Most Stressful Video Games Of All Time
A game’s version of “fun” involves pushing us to our breaking points and making us question our sanity
Originally designed by Russian computer engineer Alexey Pajitnov, Tetris is one of the most famous, most played, and most recognizable puzzle games in history. It’s also one of the most stressful.
Of course, the game always starts out easy. The blocks just lazily float their way down, as if gravity is but a minor inconvenience. Players can easily stack the blocks as they see fit, with barely a care in the world. Then the blocks pile a bit, but still, it’s not much to worry about. Nothing we can’t handle, right?
But then the blocks start falling faster. And faster. All of a sudden, we start dropping expletives when we accidentally place a block where we didn’t mean to put it—ruining our whole plan! Now the wheels are really starting to come off, as we’re forced to scramble for a new solution. But the blocks! They just … keep … coming! There’s no end in sight. There’s NEVER any end in sight. Tetris is little more than an endless stress test of skill, logic and planning.
Interestingly enough, the mental stress of playing Tetris has shown to help combat actual stress-related issues, like posttraumatic stress disorder (PTSD). Because video games are awesome—even ones that make us want to throw our GameBoy against a wall. (Not like that’d break it.)
It’s hard to tell which aspect of FromSoftware’s Bloodborne is more stressful—the horrific atmosphere, the terrifying beasts, or the infamous, tough-as-nails difficulty associated with the developer’s Souls series. And while Demon Souls, or any of the Dark Souls games which followed, can easily be considered extremely stressful, Bloodborne’s terrifying environments might just push your blood pressure up to a whole different level.
In Bloodborne, all the familiar stresses are there. Tempting fate by pushing yourself to the limits, only to lose the tens of thousands of blood echos you’ve collected over the past hour. Gigantic bosses that make your character look like little more than an action figure. Never knowing what’s around the next corner of a hallway you’ve never been down. All of this is fairly standard going in Souls games. In Bloodborne, however, there’s always an extra bit of menace. The world is too maniacal and far gone, and the beasts are too bloodthirsty. The interior rooms are too dark and the outside areas are too decrepit. Everything about the game is overwhelmingly visceral, dark, and disturbed. An easter egg breather level set in a puppy spa would have greatly appreciated.

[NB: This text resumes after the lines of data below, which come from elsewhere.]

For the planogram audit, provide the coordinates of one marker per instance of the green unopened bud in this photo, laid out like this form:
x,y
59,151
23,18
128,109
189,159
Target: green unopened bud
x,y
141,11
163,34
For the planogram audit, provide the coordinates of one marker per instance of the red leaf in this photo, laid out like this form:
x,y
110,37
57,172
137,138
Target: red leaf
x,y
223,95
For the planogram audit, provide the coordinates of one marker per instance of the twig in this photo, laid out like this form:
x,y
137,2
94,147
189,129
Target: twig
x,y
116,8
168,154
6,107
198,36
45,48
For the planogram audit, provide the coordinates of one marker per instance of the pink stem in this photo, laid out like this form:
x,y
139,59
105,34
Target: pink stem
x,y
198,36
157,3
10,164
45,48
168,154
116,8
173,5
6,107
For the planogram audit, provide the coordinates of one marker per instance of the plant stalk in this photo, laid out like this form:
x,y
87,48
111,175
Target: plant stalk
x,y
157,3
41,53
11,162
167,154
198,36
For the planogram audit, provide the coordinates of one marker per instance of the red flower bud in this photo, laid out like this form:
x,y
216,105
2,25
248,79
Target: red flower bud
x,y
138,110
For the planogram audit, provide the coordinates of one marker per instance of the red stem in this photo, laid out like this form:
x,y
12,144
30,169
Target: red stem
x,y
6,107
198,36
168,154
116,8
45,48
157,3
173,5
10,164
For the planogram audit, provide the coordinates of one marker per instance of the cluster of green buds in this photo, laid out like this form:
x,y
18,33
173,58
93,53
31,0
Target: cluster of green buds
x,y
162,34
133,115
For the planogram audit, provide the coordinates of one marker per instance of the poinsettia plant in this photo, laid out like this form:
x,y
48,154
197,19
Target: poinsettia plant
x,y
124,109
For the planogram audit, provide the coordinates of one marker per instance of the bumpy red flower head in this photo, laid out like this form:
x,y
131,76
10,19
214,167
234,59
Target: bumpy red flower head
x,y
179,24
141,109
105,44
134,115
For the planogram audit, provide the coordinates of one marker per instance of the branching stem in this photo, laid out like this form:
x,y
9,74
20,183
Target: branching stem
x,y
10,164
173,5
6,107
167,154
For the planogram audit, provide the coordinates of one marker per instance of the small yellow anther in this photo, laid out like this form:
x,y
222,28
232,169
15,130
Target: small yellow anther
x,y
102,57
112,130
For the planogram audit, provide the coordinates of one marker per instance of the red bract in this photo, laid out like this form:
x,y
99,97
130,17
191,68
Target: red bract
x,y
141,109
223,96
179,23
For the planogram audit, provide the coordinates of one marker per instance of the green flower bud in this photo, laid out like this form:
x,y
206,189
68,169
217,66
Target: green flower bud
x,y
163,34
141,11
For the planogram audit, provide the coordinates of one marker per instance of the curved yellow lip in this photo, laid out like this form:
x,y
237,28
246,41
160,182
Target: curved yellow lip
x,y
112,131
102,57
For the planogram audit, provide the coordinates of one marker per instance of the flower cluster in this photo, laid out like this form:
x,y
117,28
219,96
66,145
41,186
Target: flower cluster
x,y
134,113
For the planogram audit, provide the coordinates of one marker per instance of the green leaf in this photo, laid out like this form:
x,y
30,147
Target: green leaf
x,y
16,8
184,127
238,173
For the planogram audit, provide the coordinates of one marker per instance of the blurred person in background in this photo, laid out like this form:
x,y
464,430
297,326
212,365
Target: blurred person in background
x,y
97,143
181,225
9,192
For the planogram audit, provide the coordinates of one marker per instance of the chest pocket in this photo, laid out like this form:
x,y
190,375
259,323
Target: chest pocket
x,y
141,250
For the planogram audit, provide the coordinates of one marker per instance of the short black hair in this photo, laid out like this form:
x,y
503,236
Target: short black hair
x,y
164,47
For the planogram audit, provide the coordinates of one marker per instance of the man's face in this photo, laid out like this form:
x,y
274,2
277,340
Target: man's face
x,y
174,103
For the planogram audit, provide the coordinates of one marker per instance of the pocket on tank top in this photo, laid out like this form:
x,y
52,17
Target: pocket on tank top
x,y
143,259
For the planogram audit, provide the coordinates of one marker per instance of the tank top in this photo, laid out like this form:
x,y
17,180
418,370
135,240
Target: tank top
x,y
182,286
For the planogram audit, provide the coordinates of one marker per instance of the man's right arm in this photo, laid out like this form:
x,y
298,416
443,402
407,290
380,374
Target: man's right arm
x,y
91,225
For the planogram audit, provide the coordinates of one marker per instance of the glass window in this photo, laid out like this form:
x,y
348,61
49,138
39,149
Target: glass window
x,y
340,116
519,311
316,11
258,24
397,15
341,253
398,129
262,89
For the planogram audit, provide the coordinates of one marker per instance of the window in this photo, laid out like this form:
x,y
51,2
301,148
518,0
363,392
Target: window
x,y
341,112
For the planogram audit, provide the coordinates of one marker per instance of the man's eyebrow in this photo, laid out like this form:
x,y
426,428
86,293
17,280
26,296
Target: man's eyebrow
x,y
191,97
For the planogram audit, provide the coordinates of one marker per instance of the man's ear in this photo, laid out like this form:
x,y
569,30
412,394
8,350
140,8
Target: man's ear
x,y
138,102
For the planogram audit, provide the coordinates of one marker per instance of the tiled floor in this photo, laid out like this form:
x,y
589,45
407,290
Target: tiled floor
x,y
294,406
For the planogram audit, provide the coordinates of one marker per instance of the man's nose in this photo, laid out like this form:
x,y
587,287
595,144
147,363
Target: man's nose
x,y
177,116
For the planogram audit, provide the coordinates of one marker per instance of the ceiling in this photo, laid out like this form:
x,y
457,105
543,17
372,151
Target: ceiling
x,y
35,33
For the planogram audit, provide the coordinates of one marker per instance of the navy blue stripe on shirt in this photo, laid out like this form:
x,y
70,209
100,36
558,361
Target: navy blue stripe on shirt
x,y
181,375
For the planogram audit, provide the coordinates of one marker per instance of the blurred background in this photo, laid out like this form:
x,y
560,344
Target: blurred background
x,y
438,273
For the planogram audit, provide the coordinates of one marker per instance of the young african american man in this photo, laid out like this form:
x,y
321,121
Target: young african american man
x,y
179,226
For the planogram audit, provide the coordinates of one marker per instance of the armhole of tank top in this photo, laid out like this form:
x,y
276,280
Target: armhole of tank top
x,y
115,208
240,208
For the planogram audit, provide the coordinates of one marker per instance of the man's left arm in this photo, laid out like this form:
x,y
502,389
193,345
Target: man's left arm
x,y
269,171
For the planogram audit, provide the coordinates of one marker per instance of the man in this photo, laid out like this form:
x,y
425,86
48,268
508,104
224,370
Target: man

Hide and seek isn’t, generally speaking, very painful. In fact, it’s usually just good, clean fun. But, then again, it ultimately depends on where you’re hiding—and what you’re hiding from.
Hiding from your friends in a junior-high, block-wide game of hide and seek? Not so scary. Hiding from a serial killer in your countryside cabin? Well … that’s plenty scary. Hiding from an alien hell-bent on ripping your body to shreds, in a derelict space ship in outer space? Yep, that would be about the most terrifying game of hide and seek possible. Lucky for us, that’s exactly what we are treated to with Creative Assembly’s first-person horror game Alien: Isolation, based on the classic Alien science-fiction franchise. And even luckier for us, we only have to hide from the alien for roughly, say, 15+ hours! Our hiding places are really comfortable, too, featuring dark rooms, flickering lights, and about a million places for the alien to pop out of!
If the idea of committing visceral massacres against Russian mobsters while wearing a pig mask to a heady soundtrack of heavy beats in a supersaturated ’80s color-palette of flashing, seizure-inducing lights doesn’t sound bad enough for you—how about if we throw in the fact that you’ll definitely die hundreds of times?
Developed by Dennaton Games and published by Devolver Digital, Hotline Miami is one maddening affair. Sure, the game is difficult, and death becomes all too familiar as you progress through the trippy, mental story. (There’s even a trophy for dying 1,000 times.) But it’s not the dying that really makes this game so intense. Unlike some other difficult games, Hotline Miami can be beat by any competent gamer. Instead, it’s the sheer brutality of it all that makes this game so hard-core. You kick down doors, paint walls red with the shotgunned guts of enemies, implode heads with baseball bats, mow down enemies with machine gun fire—all while trying to prevent the same from happening to you. The game is graphic, ultraviolent … but it’s also just oh, so cool. Few games make you feel like a drug-fueled manslaughterer better than Hotline Miami.